W komunikacie podano, że "wobec pana Z. Ziobry wydane jest postanowienie sądu, obligujące Policję jedynie do doprowadzenia jako ŚWIADKA. W tym zakresie przepisy są jasne i dają Policji możliwość działania wyłącznie w zakresie czynności administracyjno-porządkowych. Zapewniamy, że będziemy działali zgodnie z obowiązującym stanem prawnym. Dla Policji nie ma znaczenia medialny charakter sprawy".

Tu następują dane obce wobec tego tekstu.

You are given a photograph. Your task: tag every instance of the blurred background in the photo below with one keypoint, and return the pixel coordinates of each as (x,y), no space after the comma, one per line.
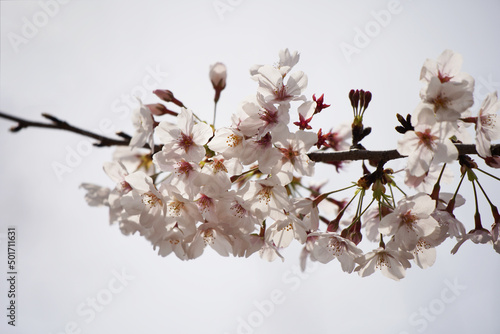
(84,61)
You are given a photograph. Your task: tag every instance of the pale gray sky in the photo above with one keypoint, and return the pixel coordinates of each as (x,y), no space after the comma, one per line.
(83,60)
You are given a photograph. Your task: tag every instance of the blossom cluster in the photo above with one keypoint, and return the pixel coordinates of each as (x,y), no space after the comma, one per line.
(186,186)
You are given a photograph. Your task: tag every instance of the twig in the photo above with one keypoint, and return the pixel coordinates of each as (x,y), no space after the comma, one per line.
(63,125)
(315,156)
(385,155)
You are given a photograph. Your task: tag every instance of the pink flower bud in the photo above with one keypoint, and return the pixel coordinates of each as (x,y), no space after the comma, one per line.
(167,96)
(159,109)
(218,75)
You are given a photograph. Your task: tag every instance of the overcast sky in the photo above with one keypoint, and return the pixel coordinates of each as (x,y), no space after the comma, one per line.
(83,61)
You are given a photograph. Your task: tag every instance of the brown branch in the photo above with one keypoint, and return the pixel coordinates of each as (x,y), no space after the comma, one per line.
(63,125)
(385,155)
(315,156)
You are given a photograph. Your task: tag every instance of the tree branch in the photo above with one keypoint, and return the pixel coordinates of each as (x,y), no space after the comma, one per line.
(62,125)
(314,156)
(385,155)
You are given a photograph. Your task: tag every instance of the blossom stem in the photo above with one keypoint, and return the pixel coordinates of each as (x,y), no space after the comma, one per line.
(382,243)
(490,175)
(341,212)
(484,193)
(459,184)
(362,213)
(477,216)
(437,186)
(392,196)
(215,113)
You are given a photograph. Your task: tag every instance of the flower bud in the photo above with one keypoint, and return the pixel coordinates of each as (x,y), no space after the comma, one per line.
(167,96)
(159,109)
(218,76)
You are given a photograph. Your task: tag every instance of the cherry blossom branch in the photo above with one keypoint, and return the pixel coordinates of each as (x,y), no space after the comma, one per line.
(63,125)
(315,156)
(385,155)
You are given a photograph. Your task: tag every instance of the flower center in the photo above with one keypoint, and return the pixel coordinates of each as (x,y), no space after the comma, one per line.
(175,207)
(264,194)
(151,199)
(233,140)
(335,247)
(185,142)
(426,138)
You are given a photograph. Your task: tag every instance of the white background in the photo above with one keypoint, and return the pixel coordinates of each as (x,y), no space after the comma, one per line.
(87,56)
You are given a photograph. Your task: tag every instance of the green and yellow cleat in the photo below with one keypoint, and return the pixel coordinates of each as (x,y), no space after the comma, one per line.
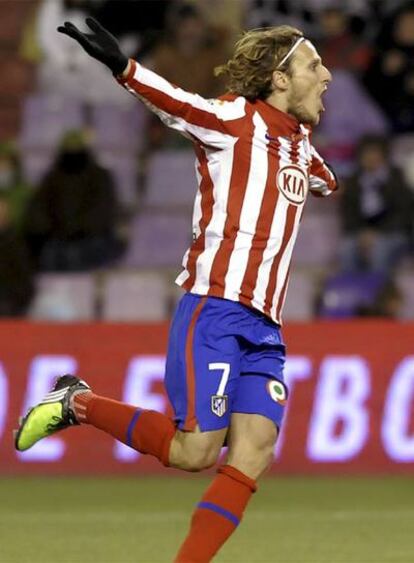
(51,415)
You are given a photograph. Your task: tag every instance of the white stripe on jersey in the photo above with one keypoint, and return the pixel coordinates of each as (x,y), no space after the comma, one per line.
(285,259)
(276,234)
(220,167)
(250,212)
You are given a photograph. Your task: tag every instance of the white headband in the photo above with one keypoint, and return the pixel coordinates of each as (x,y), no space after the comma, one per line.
(292,50)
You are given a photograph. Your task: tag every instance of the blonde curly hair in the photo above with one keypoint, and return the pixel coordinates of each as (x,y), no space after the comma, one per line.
(256,56)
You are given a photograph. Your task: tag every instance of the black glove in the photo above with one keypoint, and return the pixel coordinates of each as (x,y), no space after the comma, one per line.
(100,44)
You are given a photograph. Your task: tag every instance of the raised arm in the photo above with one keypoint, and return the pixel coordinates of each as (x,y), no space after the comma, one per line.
(190,114)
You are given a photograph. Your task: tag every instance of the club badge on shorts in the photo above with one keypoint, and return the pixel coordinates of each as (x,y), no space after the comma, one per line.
(278,391)
(219,404)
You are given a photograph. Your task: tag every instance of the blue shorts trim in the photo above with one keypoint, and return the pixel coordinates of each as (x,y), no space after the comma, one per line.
(221,357)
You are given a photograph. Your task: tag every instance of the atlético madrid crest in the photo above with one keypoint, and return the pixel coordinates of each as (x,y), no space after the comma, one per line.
(219,404)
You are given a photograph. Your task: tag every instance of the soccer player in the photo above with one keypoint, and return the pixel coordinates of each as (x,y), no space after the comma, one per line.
(224,373)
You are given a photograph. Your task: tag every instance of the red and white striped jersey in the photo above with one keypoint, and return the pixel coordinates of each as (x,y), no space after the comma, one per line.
(255,166)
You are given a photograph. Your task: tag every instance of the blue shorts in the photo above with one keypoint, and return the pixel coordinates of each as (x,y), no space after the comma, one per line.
(223,358)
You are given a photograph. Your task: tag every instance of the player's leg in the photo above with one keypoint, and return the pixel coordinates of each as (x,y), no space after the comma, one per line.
(71,402)
(150,432)
(252,435)
(190,447)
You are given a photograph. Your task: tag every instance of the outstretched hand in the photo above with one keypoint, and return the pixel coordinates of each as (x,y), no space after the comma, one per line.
(100,44)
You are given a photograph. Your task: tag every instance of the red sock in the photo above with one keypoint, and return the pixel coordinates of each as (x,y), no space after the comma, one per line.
(149,432)
(217,515)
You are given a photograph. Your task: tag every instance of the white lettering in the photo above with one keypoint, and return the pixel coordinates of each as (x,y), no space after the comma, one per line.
(297,368)
(397,413)
(339,423)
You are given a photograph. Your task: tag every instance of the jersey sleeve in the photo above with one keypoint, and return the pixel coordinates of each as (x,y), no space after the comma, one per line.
(190,114)
(322,180)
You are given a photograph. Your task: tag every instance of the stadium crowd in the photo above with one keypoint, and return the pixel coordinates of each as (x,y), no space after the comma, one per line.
(96,195)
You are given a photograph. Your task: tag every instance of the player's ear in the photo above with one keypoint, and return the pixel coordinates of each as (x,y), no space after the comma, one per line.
(280,80)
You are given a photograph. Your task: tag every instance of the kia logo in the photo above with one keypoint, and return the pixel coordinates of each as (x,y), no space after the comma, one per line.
(293,183)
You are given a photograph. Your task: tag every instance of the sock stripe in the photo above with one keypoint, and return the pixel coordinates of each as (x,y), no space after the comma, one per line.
(131,427)
(220,510)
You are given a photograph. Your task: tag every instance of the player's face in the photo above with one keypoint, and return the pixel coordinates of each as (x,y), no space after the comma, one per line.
(309,80)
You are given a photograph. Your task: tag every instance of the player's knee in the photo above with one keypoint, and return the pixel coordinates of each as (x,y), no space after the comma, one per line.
(254,456)
(195,452)
(198,460)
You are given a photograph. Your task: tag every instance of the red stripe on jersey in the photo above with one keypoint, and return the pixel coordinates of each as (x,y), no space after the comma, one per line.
(263,225)
(271,286)
(207,202)
(290,221)
(242,155)
(170,105)
(190,419)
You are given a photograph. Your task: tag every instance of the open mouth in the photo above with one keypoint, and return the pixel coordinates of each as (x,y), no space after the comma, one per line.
(321,99)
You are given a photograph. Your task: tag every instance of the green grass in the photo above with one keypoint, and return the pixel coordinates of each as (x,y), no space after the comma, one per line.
(290,520)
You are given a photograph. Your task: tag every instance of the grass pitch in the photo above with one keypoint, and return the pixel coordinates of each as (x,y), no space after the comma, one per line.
(125,520)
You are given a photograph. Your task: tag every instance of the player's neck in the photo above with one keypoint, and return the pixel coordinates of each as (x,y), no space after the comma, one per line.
(279,101)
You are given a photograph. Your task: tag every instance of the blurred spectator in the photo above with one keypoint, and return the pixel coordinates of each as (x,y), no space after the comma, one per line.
(72,218)
(390,78)
(13,187)
(348,294)
(16,280)
(338,46)
(376,209)
(190,52)
(64,69)
(350,113)
(187,57)
(387,304)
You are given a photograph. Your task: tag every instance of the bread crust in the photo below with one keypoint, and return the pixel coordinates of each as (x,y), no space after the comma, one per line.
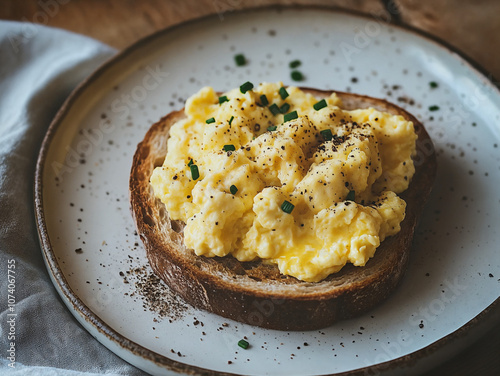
(254,292)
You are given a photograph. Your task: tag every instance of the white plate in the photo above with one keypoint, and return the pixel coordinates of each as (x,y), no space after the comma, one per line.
(88,234)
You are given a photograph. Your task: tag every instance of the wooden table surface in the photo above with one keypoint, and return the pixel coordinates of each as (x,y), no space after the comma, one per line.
(472,26)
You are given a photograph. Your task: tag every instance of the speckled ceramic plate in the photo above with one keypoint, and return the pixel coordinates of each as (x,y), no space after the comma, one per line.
(450,293)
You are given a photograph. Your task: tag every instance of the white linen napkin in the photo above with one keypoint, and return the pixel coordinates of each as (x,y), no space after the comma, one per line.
(39,66)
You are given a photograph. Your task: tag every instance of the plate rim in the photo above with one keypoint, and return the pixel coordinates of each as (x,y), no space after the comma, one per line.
(485,318)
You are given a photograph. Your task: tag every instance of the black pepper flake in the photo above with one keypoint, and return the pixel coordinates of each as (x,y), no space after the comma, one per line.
(297,75)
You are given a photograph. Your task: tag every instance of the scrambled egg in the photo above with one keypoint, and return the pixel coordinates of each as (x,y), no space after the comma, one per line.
(291,180)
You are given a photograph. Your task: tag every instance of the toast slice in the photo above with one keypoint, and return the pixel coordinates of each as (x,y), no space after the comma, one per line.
(255,292)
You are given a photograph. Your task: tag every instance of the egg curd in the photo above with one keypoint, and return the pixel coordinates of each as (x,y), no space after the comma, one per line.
(277,174)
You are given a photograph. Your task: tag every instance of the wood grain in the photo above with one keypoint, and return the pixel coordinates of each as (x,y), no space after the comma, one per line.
(470,25)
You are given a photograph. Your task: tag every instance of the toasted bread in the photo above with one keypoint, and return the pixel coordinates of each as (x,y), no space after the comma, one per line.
(255,292)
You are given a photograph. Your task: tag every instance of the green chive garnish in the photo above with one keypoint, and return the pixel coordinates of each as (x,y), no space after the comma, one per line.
(351,196)
(246,86)
(284,109)
(243,344)
(274,109)
(263,100)
(327,134)
(297,76)
(319,105)
(195,174)
(283,93)
(287,207)
(240,60)
(290,116)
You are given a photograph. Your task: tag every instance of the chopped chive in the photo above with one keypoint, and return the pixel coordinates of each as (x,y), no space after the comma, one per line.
(283,93)
(290,116)
(297,76)
(284,109)
(319,105)
(223,99)
(243,344)
(240,60)
(327,134)
(351,196)
(287,207)
(274,109)
(263,100)
(246,86)
(195,174)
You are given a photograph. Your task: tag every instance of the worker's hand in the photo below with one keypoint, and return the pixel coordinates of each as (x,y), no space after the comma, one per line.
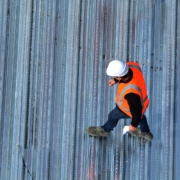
(132,128)
(111,82)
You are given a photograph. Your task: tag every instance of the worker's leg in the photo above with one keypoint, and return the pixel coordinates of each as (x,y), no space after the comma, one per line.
(113,119)
(144,125)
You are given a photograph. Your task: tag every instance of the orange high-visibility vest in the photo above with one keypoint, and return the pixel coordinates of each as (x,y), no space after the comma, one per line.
(137,85)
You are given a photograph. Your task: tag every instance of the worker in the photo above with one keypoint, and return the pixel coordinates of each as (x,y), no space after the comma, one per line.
(131,100)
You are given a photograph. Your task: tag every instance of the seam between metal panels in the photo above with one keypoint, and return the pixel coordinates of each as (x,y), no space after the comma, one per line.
(128,31)
(4,79)
(175,94)
(77,88)
(28,91)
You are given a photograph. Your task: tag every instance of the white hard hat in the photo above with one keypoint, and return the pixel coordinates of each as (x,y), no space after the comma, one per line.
(117,68)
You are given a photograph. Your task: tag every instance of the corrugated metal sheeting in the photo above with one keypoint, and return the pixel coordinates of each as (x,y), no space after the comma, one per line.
(53,57)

Ziobro w siedzibie TV Republika

Od rana w piątek policja prowadzi działania zmierzające do zatrzymać polityka, aby doprowadzić go siłowo przed sejmową komisję śledczą ds. Pegasusa. Zgodę na zatrzymanie i przymusowe doprowadzenie byłego szefa MS przed komisję wydał w tym tygodniu warszawski Sąd Okręgowy. Rano funkcjonariusze pojawili się przed domem polityka w Jeruzalu oraz przed mieszkaniem w Warszawie, jednak nie znaleźli tam Zbigniewa Ziobry.

Tymczasem polityk pojawił się w Telewizji Republika. – Przyjechałem do Warszawy, korzystając z Państwa gościnności. Jeśli policja chce wykonywać obowiązki, ja szanuję policjantów, jeżeli jest taka decyzja, to proszę, żebyście Państwo wpuścili panów policjantów. Ja poinformuję, że decyzja sądu jest nielegalna. Rozumiem, że panowie wykonują pracę, nie blokujmy im – powiedział Zbigniew Ziobro, który przebywał w studiu telewizyjnym z prowadzącym Michałem Rachoniem.